Melmar’s face grew redder, as was its wont when he was at all disturbed. He laid down his paper.

“She thought she knew the Kelpie, did she?—hum! and her mother is a Scotchwoman—for that matter, so is yours. What is to be made of that, eh, Patricia?”

I never denied where I belonged to,” said Patricia, reddening with querulous anger; “and I did not speak to you, papa, so you need not take the trouble to answer. But her mother was Scotch—and I do not believe she is a proper Frenchwoman at all. I never did think so; and as for a governess, Joanna could learn as much from mamma’s maid.”

Joanna burst out immediately into a loud defense, and denunciation of her sister. Melmar took no notice what, ever of their quarrel, but he still grew redder in the face, twisted about his newspaper, got up and walked to the window, and displayed a general uneasiness. He was perfectly indifferent as to the tone and bearing of his daughters, but he was not indifferent to what they said in this quarrel, which was all about Desirée. Presently, however, both the voices ceased with some abruptness. Melmar looked round with curiosity. Desirée herself had entered the room, and what his presence had not even checked, her presence put an end to. Desirée wore a brown merino frock, like Joanna, with a little band and buckle round the waist, and sleeves which were puffed out at the shoulders, and plain at the wrists, according to the fashion of the time.

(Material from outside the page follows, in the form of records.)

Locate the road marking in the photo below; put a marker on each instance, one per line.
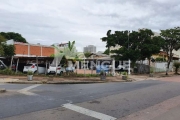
(87, 112)
(25, 90)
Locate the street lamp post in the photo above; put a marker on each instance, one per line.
(129, 72)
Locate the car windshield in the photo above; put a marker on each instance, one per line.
(29, 64)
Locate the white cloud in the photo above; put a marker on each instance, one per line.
(85, 21)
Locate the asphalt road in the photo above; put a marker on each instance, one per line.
(90, 101)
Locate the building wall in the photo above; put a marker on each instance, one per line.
(90, 48)
(24, 49)
(21, 49)
(35, 50)
(47, 51)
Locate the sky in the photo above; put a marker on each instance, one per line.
(84, 21)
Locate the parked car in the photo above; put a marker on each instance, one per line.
(33, 67)
(53, 69)
(100, 68)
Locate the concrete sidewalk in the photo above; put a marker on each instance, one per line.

It had no ornament whatever except a narrow binding of velvet at the neck and sleeves, and was not so long as to hide the handsome little feet, which were not in velvet slippers, but in stout little shoes of patent leather, more suitable a great deal for Melmar, and the place she held there. The said little feet came in lightly, yet not noiselessly, and both the sisters turned with an immediate acknowledgment of the stranger’s entrance. Patricia’s delicate pink cheeks were flushed with anger, and Joanna looked eager and defiant, but quarrels were so very common between them that Desirée took no notice of this one. She came to a table near which Melmar was standing, and opened a drawer in it to get Joanna’s needlework.

“You promised to have—oh, such an impossible piece, done to-day!” said Desirée, “and look, you naughty Joanna!—look here.”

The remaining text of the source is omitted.